La mujer se levantó de la cama.
—Nuestra madre solo pudo salvar a una de nosotras aquella noche.
Evelyn sintió que las lágrimas comenzaban a caer.
—¿Por qué me borraron los recuerdos?
—Porque eras la que debía salir de la mansión.
La otra Evelyn señaló el fragmento de espejo donde estaba atrapada Isolde.
—Yo fui la que quedó aquí.
Isolde habló desde el cristal.
—Y fui yo quien protegió su alma.
Evelyn se acercó a su hermana.
—¿Por qué Eleanor quería mi cuerpo?
La joven negó con la cabeza.
—No quería tu cuerpo.
—¿Entonces qué quería?
—Quería tu lugar.
Evelyn sintió un escalofrío.
—¿Mi lugar?
Su hermana señaló el espejo.
—La verdadera guardiana del espejo debe pertenecer a la sangre original.

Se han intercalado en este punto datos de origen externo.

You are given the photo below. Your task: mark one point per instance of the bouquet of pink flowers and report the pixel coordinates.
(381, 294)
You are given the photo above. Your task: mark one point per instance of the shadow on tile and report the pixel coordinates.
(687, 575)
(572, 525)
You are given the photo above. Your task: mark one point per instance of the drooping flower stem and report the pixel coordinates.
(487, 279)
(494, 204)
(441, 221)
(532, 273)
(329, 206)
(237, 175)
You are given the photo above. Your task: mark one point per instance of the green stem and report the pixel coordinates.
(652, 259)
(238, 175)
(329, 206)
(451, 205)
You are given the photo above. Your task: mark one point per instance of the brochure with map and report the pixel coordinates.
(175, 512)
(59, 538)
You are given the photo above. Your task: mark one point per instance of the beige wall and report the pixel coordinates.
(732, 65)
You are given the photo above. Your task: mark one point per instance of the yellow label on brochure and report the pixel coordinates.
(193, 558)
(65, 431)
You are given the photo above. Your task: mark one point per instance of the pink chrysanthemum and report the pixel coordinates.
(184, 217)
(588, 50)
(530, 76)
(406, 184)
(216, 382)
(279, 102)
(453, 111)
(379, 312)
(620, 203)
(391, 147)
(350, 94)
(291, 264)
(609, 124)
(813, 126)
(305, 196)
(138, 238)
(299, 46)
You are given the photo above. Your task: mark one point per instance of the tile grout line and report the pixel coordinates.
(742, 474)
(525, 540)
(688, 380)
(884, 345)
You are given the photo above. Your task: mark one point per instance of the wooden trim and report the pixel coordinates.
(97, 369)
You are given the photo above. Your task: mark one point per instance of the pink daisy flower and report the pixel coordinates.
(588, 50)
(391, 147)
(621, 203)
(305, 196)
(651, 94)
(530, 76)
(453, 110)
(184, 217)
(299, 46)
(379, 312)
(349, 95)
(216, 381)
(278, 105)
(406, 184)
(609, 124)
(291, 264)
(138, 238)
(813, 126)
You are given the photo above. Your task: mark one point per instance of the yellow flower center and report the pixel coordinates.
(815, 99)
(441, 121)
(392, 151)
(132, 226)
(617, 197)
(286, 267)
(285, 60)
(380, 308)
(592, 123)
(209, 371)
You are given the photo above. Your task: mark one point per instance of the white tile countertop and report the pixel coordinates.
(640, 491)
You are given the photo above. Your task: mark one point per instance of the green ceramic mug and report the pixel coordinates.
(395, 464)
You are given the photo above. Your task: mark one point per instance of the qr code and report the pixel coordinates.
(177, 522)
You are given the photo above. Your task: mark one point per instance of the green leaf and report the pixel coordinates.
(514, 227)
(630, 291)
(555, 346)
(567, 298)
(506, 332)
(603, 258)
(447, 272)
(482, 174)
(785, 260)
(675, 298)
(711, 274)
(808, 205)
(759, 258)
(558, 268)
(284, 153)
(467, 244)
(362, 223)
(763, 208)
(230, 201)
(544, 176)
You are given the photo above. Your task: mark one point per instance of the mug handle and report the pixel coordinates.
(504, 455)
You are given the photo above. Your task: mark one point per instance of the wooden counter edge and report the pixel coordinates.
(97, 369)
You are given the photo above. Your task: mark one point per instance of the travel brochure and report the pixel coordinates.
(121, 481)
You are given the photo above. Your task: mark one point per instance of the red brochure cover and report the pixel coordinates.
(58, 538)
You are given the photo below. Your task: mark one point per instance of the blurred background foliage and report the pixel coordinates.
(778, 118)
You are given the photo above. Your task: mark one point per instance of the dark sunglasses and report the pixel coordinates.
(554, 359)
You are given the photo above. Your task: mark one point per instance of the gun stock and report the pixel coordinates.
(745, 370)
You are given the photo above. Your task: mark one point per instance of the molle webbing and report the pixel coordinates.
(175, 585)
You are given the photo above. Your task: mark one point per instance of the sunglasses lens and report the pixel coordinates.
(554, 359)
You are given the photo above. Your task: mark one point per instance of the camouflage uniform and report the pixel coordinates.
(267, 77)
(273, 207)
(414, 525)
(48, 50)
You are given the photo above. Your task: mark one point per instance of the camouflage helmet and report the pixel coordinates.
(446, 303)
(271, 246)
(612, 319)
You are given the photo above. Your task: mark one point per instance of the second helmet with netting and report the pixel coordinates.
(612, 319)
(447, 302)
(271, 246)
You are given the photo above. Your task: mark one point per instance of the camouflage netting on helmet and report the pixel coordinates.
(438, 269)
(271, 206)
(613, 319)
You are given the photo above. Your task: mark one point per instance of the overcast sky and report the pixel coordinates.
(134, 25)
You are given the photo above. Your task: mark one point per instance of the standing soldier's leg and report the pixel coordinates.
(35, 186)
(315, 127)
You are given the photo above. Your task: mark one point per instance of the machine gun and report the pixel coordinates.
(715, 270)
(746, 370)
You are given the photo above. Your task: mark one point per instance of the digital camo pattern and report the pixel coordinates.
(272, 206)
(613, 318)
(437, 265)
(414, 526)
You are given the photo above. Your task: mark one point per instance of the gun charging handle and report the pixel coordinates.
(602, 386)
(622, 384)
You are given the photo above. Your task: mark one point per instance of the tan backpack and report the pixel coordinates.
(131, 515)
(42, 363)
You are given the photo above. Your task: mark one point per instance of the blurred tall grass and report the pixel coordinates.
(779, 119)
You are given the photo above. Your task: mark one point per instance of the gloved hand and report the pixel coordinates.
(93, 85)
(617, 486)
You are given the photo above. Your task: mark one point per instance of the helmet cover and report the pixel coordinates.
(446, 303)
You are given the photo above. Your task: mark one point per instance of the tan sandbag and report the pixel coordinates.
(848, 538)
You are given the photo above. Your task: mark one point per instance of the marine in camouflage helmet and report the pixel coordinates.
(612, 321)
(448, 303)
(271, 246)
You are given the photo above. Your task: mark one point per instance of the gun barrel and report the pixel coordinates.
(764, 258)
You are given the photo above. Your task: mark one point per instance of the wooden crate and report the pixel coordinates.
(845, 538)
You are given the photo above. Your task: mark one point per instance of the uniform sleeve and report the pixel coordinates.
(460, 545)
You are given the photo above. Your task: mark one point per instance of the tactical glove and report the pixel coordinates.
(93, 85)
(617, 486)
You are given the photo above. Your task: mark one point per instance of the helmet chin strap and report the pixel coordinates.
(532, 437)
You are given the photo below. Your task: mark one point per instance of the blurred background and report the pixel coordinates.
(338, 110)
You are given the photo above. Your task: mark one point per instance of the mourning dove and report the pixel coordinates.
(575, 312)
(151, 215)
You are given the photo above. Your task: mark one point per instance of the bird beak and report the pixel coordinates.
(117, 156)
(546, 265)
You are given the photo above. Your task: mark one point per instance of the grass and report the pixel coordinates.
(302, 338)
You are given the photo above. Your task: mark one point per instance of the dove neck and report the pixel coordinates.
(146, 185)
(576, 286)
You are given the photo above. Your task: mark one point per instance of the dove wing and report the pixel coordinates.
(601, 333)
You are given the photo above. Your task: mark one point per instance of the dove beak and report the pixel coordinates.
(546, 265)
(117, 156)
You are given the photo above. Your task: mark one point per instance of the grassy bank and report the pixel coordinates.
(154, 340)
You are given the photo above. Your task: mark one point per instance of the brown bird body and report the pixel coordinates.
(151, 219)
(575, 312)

Eleanor descubrió que tú habías heredado el poder de nuestra familia.
—Pero si somos gemelas...
—Tú naciste primero.
La habitación quedó en silencio.
—Por eso te eligieron —continuó—. Tú eres la heredera.
Evelyn miró la llave de plata.
—¿Y tú?
Su hermana sonrió tristemente.
—Yo soy el sacrificio.
Antes de que Evelyn pudiera responder, un grito estremeció la mansión.
Adrián miró hacia la puerta.
—Eleanor.
Las paredes comenzaron a cubrirse de grietas.
Elena apareció nuevamente en el espejo.
—¡Evelyn, escucha!
—¿Mamá?
—No puedes confiar en tu hermana.
Evelyn se quedó paralizada.
Su hermana levantó la mirada hacia el espejo.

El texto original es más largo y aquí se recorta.